Fats and multiple sclerosis: association between fats/oils intake and disability in patients with MS
Joint Event on 17th International Conference on NEUROLOGY AND NEUROSCIENCE & 4th International Conference on MENTAL HEALTH AND PRIMARY CARE
October 16-18, 2017 | Toronto, Canada
Mohammad Bagher Maljaei, Vahid Shaygannejad and Omid Mirmosayyeb
Isfahan University, Iran
Posters & Accepted Abstracts : J Neurol Neurorehabil Res
Introduction: Multiple sclerosis (MS) is a chronic demyelinating disease of the nervous system which is the most common cause of neurological irreversible disability in young adults who are professionally and socially active persons. Due to the variable clinical course of MS, it is classified into relapsing and progressive phases and three phenotypes of relapsing remitting MS (RRMS), primary progressive MS (PPMS), and secondary progressive MS (SPMS). Assessment of dietary intakes of fats is an approach that has been used to evaluate diet-disease and diet-disability association. Method: 126 patients with diagnosed MS (84 RRMS, 21 PPMS and 21 SPMS) with MRI assessment of brain and spinal cord were recruited from multiple sclerosis clinic in Kashani Hospital of Isfahan University of Medical Sciences, Isfahan, Iran include from present cross-sectional study. A 168-item semi-quantitative food frequency questionnaire was used for assessment of dietary intakes of fatty acids.

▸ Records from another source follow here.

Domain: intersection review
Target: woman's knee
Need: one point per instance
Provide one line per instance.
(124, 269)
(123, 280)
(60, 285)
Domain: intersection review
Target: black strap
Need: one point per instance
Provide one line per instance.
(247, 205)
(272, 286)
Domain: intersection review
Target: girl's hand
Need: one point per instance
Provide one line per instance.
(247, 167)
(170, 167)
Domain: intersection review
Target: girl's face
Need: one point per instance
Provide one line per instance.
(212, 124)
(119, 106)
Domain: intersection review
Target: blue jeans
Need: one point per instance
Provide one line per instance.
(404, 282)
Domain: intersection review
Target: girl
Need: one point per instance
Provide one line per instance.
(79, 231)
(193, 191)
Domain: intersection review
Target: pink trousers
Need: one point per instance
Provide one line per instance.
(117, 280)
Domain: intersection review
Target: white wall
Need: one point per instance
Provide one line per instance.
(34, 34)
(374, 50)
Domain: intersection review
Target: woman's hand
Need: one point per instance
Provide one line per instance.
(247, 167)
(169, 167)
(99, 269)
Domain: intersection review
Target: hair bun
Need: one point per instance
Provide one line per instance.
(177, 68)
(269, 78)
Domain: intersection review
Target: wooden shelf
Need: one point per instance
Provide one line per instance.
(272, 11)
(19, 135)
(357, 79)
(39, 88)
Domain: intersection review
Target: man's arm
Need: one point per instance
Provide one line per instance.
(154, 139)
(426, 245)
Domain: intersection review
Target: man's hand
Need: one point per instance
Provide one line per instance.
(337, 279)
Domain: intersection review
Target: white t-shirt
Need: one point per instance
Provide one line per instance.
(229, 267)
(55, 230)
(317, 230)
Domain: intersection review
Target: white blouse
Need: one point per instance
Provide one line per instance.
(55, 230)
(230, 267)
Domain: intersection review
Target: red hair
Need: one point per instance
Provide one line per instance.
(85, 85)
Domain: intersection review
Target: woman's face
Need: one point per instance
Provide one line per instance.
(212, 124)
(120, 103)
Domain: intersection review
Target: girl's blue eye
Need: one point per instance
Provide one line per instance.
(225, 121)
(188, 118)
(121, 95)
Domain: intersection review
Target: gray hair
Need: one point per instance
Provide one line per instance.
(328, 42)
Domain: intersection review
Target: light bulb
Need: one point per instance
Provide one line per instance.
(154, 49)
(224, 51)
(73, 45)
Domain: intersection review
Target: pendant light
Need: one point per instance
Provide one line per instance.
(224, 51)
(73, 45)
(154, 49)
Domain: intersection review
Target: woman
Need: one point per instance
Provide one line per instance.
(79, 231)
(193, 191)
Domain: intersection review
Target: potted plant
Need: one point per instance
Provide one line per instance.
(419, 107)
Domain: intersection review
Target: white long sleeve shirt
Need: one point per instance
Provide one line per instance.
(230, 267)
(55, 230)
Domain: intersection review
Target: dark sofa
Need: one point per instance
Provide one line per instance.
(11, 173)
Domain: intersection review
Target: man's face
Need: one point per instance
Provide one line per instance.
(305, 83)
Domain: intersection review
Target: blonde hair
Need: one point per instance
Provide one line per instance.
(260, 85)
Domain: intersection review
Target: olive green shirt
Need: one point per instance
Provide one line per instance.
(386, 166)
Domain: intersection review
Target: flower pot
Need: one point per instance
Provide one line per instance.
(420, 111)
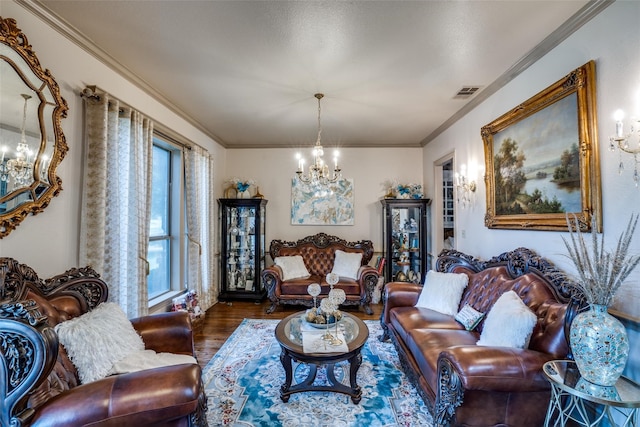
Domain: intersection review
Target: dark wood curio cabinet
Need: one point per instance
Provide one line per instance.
(406, 239)
(242, 248)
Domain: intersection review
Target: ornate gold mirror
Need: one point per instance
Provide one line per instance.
(32, 144)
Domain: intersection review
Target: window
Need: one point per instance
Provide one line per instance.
(166, 250)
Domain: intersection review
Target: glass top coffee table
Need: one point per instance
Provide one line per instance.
(289, 334)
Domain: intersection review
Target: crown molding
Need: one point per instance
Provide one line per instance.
(584, 15)
(86, 44)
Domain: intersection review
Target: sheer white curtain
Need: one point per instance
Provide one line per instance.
(200, 225)
(116, 199)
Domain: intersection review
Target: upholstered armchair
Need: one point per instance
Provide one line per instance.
(41, 385)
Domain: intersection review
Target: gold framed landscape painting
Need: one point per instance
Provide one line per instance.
(542, 159)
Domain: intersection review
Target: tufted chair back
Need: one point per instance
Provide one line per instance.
(319, 251)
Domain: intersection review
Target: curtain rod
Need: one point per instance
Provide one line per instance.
(93, 91)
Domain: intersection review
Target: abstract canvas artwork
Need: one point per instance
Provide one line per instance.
(327, 205)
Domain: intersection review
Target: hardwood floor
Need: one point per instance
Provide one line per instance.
(224, 317)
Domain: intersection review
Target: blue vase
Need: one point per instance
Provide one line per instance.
(600, 345)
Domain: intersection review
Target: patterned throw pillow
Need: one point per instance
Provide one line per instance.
(469, 317)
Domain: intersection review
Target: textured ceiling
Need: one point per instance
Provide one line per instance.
(245, 72)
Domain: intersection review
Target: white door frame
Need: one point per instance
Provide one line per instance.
(437, 204)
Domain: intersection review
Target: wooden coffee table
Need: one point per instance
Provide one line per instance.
(289, 336)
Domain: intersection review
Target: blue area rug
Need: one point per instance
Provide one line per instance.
(243, 386)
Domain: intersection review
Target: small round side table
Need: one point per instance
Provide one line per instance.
(570, 393)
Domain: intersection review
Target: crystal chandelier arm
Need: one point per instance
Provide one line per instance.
(318, 173)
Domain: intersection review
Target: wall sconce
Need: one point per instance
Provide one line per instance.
(626, 142)
(465, 187)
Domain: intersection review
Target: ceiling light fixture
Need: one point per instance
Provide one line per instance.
(318, 174)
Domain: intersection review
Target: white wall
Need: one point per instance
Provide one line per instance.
(48, 242)
(369, 168)
(611, 39)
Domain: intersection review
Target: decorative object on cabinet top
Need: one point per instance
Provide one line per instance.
(241, 188)
(32, 143)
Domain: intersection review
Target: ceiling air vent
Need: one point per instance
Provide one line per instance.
(466, 92)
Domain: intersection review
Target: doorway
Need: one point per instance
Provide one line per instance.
(444, 205)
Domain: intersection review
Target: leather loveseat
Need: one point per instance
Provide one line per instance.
(319, 253)
(41, 386)
(466, 384)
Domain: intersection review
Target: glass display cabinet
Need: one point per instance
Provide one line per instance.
(406, 239)
(242, 252)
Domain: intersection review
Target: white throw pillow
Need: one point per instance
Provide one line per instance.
(149, 359)
(509, 323)
(347, 264)
(292, 267)
(442, 291)
(98, 339)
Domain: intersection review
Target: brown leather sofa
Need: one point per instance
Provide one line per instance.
(318, 253)
(462, 383)
(41, 385)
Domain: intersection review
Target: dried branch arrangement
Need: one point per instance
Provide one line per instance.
(600, 271)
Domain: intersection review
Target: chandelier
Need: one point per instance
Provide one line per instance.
(318, 173)
(20, 168)
(626, 143)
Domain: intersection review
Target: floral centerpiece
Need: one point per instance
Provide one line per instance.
(328, 312)
(598, 340)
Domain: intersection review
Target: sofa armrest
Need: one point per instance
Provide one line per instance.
(502, 369)
(166, 332)
(368, 280)
(272, 278)
(399, 294)
(160, 394)
(471, 367)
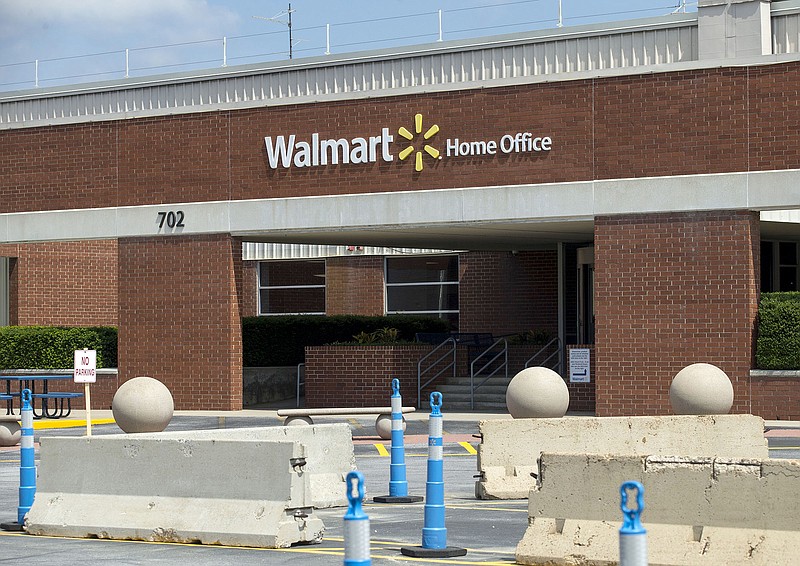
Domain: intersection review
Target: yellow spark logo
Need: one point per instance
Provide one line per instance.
(430, 150)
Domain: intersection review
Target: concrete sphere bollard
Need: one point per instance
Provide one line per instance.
(10, 433)
(537, 392)
(383, 426)
(701, 389)
(142, 404)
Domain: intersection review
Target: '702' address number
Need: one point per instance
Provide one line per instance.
(173, 219)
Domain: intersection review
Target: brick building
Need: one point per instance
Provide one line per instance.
(630, 187)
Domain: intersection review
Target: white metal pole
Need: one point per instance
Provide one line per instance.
(88, 398)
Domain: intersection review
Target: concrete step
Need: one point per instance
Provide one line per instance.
(465, 381)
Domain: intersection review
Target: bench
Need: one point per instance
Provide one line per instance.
(58, 411)
(382, 424)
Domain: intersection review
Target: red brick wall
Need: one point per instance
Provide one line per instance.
(671, 290)
(63, 283)
(360, 376)
(506, 293)
(354, 286)
(731, 119)
(179, 318)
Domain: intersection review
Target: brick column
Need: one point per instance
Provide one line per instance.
(179, 317)
(671, 290)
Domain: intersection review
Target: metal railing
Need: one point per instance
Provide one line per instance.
(490, 355)
(557, 366)
(237, 49)
(449, 353)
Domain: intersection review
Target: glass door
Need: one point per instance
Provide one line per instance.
(586, 295)
(3, 291)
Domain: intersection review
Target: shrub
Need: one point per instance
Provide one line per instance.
(51, 347)
(778, 345)
(281, 340)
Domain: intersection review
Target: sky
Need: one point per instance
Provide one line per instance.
(82, 41)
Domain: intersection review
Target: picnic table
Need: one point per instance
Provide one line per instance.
(51, 404)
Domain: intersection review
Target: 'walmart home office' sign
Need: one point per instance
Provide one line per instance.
(289, 151)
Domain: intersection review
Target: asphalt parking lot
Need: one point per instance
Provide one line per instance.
(489, 530)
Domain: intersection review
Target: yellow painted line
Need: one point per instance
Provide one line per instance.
(294, 550)
(407, 455)
(68, 423)
(468, 447)
(472, 508)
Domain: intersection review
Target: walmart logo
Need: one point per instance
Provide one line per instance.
(427, 148)
(290, 151)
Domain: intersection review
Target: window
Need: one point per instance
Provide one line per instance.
(779, 266)
(426, 285)
(291, 287)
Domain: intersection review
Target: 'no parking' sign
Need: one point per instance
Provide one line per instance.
(85, 366)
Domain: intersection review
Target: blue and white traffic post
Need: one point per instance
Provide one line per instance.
(27, 466)
(434, 532)
(632, 535)
(398, 485)
(356, 524)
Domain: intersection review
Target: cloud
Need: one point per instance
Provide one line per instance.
(123, 23)
(61, 33)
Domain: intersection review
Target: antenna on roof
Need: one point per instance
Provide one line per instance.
(681, 7)
(277, 18)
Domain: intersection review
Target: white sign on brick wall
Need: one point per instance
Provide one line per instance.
(579, 365)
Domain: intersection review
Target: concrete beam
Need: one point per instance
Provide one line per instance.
(697, 510)
(329, 453)
(507, 455)
(230, 492)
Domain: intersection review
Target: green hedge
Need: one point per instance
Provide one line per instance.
(778, 345)
(51, 347)
(281, 340)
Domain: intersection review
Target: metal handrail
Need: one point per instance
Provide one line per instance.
(473, 373)
(556, 354)
(420, 371)
(300, 381)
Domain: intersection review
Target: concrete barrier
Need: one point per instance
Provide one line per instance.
(329, 453)
(508, 452)
(228, 492)
(698, 511)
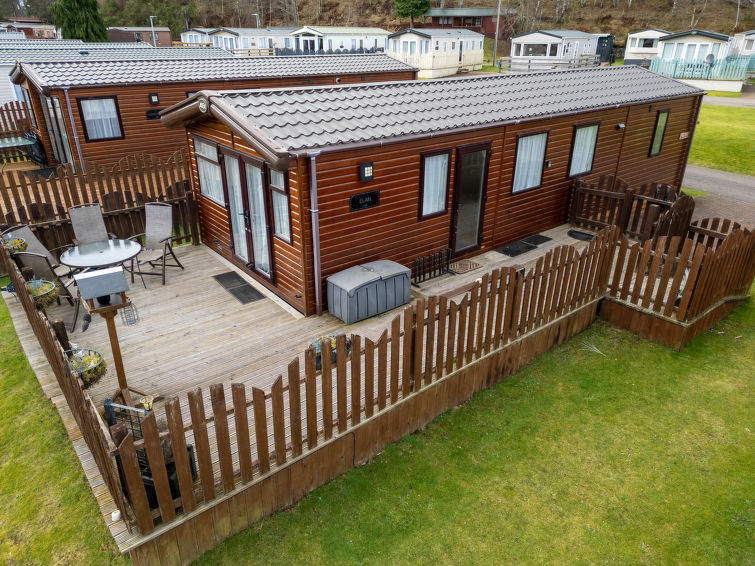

Medical history questionnaire, Expanded Disability Status Scale (EDSS) and Fatigue questionnaire record from all participants. Results: Mean±SD of EDSS and fatigue scale in SPMS and PPMS groups was significant higher than RRMS group. There was a negative significant correlation between intakes of Polly Unsaturated Fatty Acids (PUFAs) including Linolenic Acid (r=-0.418, p=0.018), Linoleic Acid (r=-0.312, p=0.031) with EDSS in all participants. In addition, there was a negative significant correlation between intakes of Mono Unsaturated Fatty Acids (MUFAs) (r=-0.348, p=0.028) with EDSS in all participants. Correlation between Saturated Fatty Acids (SFAs) with EDSS (r=0.465, p=0.009) and fatigue scale (r=0.298, p=0.043) was significantly positive in all participants. Although correlation between total dietary fats with EDSS and fatigue scale in all participants and subgroups were positive, but was not significant. Age, gender and blood pressure were not confounder variables. In addition, we adjusted energy intakes in subgroups. Conclusion: Our study demonstrated that there is a positive significant correlation between intakes of SFAs with EDSS and fatigue scale in all participants. In addition, dietary intakes PUFAs and MUFAs can decrease EDSS in all patients with MS. Further studies with larger sample sizes and other population needed to prove this correlation.